A tragic scene awaits rescue workers at the end of the airport’s Number 2 runway: At least two people are dead. Several more are severely injured. A diesel fuel fire burns, complicating the accident scene.
Fortunately, there’s nothing about the accident scene that is real; the vehicles were rolled into place by airport staff and the Tennessee Emergency Management Association (TEMA); the “victims” are practical nursing students at the Tennessee Technology Center in Jacksboro.
Still, the exercise provides excellent training for the various emergency response agencies in Scott County, according to TEMA’s Carl McDonald.
“These exercises are strictly to test the readiness of the response people in Scott County,” McDonald said.

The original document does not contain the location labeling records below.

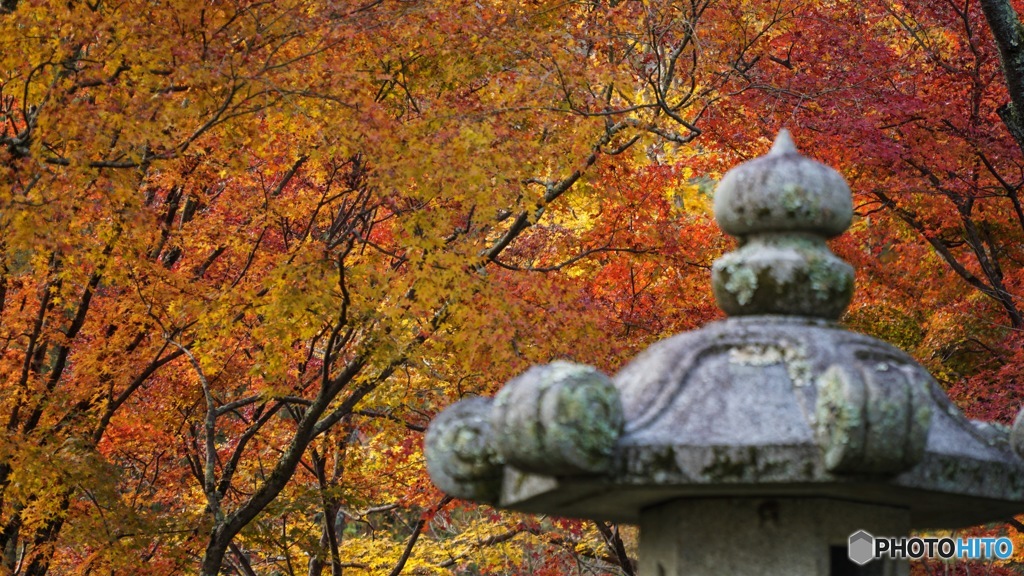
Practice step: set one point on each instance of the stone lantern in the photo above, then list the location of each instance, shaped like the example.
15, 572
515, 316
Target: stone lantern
774, 442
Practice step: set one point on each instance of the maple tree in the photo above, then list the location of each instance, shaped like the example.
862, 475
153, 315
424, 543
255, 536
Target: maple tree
241, 240
249, 248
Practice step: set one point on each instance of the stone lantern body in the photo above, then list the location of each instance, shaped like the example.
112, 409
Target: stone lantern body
773, 442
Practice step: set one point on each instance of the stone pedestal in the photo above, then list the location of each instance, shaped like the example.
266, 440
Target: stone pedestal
763, 537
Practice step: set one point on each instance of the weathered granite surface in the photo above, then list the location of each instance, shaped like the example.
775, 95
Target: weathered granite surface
775, 402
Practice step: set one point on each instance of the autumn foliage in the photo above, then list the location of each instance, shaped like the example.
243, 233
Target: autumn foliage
249, 248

He added that TEMA conducts several such exercises in East Tennessee each year, including a similar exercise in Morgan County last Saturday.
“Scott County hasn’t had very many full exercises and this exercise is full to a manner,” McDonald said.
He added that emergency response units are observed as they “work” the accident scene, and are then critiqued on their strengths and weaknesses.
The first to arrive on the scene after the call for help went out was Wade Smithers. Smithers, an employee at nearby ATS Maintenance, is a trained paramedic and volunteers as a first responder.
As the victims inside the plane and the vans cried for help, Smithers went for door to door, assessing the situation and trying to get inside. But the doors were locked. When the first unit from Scott County EMS arrived on the scene minutes later, Smithers informed them that the Scott County Rescue Squad would be needed to help extract the victims from the vehicle.
Within 10 minutes after the call for help went out, two units from Scott County EMS and EMS Director Jim Reed are on-scene and have begun to work on the patients. Two are dead, they report. Another has an open chest wound. Another has a wooden object impaled in her chest. A pregnant woman goes into labor. At least two will require transport to the University of Tennessee Medical Center by Lifestar.
While the injuries may be fake, the cries for help and the sight of the victims as they are removed from the vehicles by paramedics would look real enough to any passerby who happened by the scene.
The realistic aspect was added through some careful detail and planning, according to Cindi Stooksbury, an RN who is the instructor of practical nursing at TTC of Jacksboro.
“We spent about two hours on makeup this morning and also worked on it on Friday,” she said.
Minutes after EMS arrives on the scene, two units from the Mid-County Volunteer Fire Department arrive to extinguish a burning diesel fuel fire that was ignited when the plane “struck” a barrel of fuel.
“Ideally, we would have our own first responders team, but small airports don’t have their own teams, so we rely on other agencies around the county,” said Mike Douglas, manager of the Scott County Airport. He added that, in the event of an actual emergency, crews would be called upon to respond much the same as they did Monday morning.
McDonald said that the only difference between Monday’s exercise and an actual air crash would be that if a plane were to crash, the Transit Board would take control of the scene. The wounded would be treated and transported by emergency responders, he said, but the dead would be left exactly as they were until Transit Board officials arrived.
If the crash involved a military plane, he said, the military would take complete control of the accident scene, while local emergency workers’ responsibility would be to secure the area and wait for military personnel to arrive.